A new study suggests that pups not only understand what we’re saying, they process how we’re delivering the message. The words and the intonation then form their perception—very similar to how they do for us.
To learn more about this, researchers studied 13 dogs. Four breeds were chosen: Border Collies, Golden Retrievers, Chinese Cresteds and German Shepherds. They put each of them in an MRI, and then analyzed brain activity as they listened to recordings of their trainer’s voice.
“The recordings consisted of four combinations of vocabulary and intonation: praising words (‘good boy’) with praising intonation, praising words with neutral intonation, neutral words (‘however’) with praising intonation, and neutral words with neutral intonation,” Real Simple reports.
Attila Andics, the lead researcher of the study, said “We humans also love talking to dogs all the time. We praise them, call them, but quite little is known about what dogs get out of all of this, of how dogs interpret our words. Do they process the tone of our words only or do they process the words as well?”

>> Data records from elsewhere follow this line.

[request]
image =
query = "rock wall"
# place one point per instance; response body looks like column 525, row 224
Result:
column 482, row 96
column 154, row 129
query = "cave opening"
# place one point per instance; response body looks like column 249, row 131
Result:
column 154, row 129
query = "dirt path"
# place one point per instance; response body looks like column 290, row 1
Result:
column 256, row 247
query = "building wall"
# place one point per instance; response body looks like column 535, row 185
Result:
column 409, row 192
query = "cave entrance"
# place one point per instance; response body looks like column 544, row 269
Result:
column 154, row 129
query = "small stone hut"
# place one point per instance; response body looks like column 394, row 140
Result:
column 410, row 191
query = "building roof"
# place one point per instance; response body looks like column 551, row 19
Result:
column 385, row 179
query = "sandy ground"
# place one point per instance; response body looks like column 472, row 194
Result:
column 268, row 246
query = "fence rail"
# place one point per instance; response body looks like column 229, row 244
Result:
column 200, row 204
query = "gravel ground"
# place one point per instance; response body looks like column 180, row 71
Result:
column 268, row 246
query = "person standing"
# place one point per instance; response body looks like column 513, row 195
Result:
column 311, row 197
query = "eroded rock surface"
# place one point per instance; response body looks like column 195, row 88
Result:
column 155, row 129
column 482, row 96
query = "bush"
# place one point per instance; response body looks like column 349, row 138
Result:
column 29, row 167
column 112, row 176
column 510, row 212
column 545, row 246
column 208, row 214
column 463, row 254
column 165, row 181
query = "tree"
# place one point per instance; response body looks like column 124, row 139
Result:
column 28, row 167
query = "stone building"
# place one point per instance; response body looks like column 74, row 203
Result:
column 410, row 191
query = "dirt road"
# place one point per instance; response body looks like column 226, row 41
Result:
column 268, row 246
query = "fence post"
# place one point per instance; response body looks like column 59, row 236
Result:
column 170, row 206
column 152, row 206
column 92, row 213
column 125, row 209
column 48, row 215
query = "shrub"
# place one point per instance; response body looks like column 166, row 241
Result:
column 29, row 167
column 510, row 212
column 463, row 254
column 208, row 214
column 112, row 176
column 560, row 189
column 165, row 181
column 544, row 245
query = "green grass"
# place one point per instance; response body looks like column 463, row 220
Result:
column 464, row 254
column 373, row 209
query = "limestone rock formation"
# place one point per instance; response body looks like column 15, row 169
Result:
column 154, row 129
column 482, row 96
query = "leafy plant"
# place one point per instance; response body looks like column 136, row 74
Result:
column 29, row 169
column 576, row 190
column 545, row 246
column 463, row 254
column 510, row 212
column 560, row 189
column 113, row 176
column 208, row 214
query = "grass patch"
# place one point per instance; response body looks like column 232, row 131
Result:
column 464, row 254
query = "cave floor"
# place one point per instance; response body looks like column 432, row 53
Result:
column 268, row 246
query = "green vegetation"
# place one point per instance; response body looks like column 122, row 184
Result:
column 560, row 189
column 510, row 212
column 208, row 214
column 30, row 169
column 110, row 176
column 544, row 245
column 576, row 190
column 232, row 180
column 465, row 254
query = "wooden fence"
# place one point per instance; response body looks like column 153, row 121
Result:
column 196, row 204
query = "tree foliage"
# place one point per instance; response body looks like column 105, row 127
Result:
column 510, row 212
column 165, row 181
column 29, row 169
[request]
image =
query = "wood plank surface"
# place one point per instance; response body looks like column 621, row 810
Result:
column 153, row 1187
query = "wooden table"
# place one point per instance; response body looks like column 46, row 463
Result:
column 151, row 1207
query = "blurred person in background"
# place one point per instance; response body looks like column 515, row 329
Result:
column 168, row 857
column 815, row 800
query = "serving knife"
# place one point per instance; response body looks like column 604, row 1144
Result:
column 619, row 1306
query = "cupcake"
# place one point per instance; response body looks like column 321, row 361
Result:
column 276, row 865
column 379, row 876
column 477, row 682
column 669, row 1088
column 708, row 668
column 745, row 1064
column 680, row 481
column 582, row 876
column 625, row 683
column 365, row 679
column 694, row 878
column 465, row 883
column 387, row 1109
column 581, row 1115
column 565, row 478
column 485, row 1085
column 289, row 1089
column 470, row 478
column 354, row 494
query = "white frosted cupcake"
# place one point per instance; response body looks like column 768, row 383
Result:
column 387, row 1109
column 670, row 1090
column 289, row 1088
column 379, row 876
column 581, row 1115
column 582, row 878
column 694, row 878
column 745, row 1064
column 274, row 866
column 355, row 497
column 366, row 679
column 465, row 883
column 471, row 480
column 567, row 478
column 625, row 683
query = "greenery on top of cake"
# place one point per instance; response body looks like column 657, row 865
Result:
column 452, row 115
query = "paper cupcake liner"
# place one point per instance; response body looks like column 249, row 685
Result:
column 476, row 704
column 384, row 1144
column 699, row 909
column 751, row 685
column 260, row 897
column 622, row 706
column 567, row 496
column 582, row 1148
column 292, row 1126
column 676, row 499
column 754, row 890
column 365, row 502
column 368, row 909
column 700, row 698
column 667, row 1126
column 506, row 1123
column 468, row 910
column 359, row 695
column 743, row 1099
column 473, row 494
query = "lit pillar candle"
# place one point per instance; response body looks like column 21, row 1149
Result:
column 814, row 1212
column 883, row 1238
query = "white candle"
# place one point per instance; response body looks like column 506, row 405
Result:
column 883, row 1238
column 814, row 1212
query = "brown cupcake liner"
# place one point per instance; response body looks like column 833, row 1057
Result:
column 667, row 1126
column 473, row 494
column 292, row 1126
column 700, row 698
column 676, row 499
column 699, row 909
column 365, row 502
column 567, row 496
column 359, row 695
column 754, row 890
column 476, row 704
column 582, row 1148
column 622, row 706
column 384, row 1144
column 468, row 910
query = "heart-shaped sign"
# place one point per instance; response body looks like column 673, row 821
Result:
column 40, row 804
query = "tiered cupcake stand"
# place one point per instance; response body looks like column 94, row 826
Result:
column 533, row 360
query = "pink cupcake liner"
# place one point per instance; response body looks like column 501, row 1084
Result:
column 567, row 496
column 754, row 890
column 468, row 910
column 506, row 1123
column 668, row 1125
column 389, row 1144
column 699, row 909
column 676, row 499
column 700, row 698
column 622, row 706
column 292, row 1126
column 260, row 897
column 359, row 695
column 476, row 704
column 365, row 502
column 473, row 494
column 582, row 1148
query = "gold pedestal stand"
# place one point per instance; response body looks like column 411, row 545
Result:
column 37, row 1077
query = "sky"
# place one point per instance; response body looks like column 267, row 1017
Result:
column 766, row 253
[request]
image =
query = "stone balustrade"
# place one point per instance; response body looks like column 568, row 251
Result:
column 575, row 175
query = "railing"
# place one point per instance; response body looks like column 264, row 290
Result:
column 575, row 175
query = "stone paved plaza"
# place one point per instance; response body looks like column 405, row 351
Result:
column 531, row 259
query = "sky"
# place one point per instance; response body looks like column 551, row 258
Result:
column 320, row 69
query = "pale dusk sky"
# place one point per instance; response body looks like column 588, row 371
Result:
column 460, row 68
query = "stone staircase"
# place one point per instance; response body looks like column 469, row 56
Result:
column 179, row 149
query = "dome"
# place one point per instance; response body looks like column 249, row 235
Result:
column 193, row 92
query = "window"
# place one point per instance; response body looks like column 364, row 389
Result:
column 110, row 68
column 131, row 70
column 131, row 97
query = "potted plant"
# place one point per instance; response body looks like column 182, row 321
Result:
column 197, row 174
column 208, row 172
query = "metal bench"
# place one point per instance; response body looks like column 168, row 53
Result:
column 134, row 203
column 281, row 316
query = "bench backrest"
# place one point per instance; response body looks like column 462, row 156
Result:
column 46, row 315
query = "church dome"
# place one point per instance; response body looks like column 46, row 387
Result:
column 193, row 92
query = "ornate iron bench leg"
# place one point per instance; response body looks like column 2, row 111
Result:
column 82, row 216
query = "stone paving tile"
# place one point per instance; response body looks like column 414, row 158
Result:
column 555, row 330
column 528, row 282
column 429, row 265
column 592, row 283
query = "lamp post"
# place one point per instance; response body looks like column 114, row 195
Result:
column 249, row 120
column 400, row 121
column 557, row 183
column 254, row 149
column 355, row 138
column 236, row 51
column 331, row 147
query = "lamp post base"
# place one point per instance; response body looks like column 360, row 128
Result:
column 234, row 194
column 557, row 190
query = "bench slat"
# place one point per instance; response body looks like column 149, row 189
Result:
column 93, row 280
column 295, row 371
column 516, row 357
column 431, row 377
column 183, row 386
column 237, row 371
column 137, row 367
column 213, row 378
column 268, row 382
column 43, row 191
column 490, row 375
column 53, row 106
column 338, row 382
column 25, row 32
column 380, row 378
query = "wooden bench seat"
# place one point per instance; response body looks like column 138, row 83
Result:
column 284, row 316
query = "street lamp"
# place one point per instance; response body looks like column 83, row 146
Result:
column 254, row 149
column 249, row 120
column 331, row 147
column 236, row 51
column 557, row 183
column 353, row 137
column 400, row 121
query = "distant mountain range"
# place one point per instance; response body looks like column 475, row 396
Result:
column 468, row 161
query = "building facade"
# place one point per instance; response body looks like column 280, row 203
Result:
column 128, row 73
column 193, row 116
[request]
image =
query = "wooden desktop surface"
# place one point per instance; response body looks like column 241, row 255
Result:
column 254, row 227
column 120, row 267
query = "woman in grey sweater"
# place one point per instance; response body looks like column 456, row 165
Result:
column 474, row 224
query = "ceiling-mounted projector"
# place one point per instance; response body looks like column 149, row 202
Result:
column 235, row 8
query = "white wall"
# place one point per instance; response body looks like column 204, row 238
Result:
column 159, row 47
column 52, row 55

The results showed that the dogs process speech very much as we do. They process words with the left hemisphere of their brains like we do, and process the intonation in the right hemisphere.
“This shows that dogs not only separate what we say from how we say it, but also that they can combine the two for a correct interpretation of what those words really meant,” Andics added in the report.
One dog expert from the City University of New York gave a good description of the study’s finding in Science. The results don’t indicate that dogs understand every word we say, but it does mean “our words and intonations are not meaningless to dogs.”